The following excerpt was sent out from The Washington Post’s national editor Matea Gold, deputy national editor Philip Rucker, senior national investigations editor Peter Wallsten and democracy editor Griff Witte:
With deep gratitude for his service to our craft and enormous pride in his accomplishments, we would like to share the bittersweet news that Tom Hamburger is retiring after an exceptional career in journalism, including a decade of producing consequential political investigations at The Post.
A Rochester, N.Y., native and Oberlin College graduate, Tom began his reporting as a Yankee in exile in Arkansas for Pine Bluff Commercial and later the Arkansas Gazette, with subsequent stops at the Minneapolis Star Tribune and the Washington bureaus of the Wall Street Journal and the Los Angeles Times. He is a legendary figure in those newsrooms, not just for his many journalistic achievements but for his warmth, collaborative instincts, sense of humor and unending enthusiasm for the story. Tom has been a mentor to countless young journalists, many of whom have also worked as his reporting partners.
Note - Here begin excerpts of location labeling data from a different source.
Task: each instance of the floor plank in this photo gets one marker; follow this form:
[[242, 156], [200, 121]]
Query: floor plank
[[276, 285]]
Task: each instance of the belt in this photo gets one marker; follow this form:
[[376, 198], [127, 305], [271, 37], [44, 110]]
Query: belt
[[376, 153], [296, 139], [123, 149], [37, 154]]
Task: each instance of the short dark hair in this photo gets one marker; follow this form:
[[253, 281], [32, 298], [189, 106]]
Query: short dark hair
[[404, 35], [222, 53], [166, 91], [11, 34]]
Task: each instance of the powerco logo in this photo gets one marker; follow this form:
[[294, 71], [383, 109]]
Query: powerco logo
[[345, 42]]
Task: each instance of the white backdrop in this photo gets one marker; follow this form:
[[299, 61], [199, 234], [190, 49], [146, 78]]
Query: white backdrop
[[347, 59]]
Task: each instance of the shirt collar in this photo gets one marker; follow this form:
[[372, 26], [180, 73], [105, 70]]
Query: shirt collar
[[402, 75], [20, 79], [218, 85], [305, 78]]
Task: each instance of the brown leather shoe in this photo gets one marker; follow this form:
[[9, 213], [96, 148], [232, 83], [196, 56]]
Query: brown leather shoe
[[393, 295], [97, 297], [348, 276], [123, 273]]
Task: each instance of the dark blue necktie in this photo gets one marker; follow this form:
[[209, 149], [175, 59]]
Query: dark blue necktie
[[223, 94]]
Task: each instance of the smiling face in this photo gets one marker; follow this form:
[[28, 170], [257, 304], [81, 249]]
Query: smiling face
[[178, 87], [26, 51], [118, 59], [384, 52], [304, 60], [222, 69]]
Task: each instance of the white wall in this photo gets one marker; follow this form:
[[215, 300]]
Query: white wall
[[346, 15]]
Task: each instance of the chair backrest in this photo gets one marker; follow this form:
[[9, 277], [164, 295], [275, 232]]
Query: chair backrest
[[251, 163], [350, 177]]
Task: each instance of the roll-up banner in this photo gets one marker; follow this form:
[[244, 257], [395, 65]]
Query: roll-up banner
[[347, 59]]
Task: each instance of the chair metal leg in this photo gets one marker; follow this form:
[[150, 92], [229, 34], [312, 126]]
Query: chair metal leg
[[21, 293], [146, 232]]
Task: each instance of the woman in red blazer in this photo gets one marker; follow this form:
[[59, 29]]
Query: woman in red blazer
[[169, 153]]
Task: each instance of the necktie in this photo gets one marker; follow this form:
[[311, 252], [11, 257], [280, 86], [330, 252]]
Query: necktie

Tom’s superpowers are his unflagging curiosity, his openness to all points of view and his ability to ward off the cynicism that infects so many Washington journalists. He never lost his love for chasing a lead or extracting a new tip.
Tom made one of his biggest marks on Washington journalism as the bureau chief for the Star Tribune, where, in 1995, he and a colleague broke a series of stories about conflicts of interest in the federal judiciary, for which they were finalists for the Pulitzer Prize public service gold medal and winners of a White House Correspondents’ Association prize for distinguished reporting. At the Journal, Tom covered the money and politics beat, diving into the influence wielded by big business and organized labor to show readers how Washington really worked.
At The Post, which he joined in 2012, Tom has been at the center of some of our most important work excavating the backgrounds and activities of the country’s most powerful players.
It’s hard to imagine the newsroom without him. Please join us in congratulating him on his remarkable career and thanking him for his friendship along the way.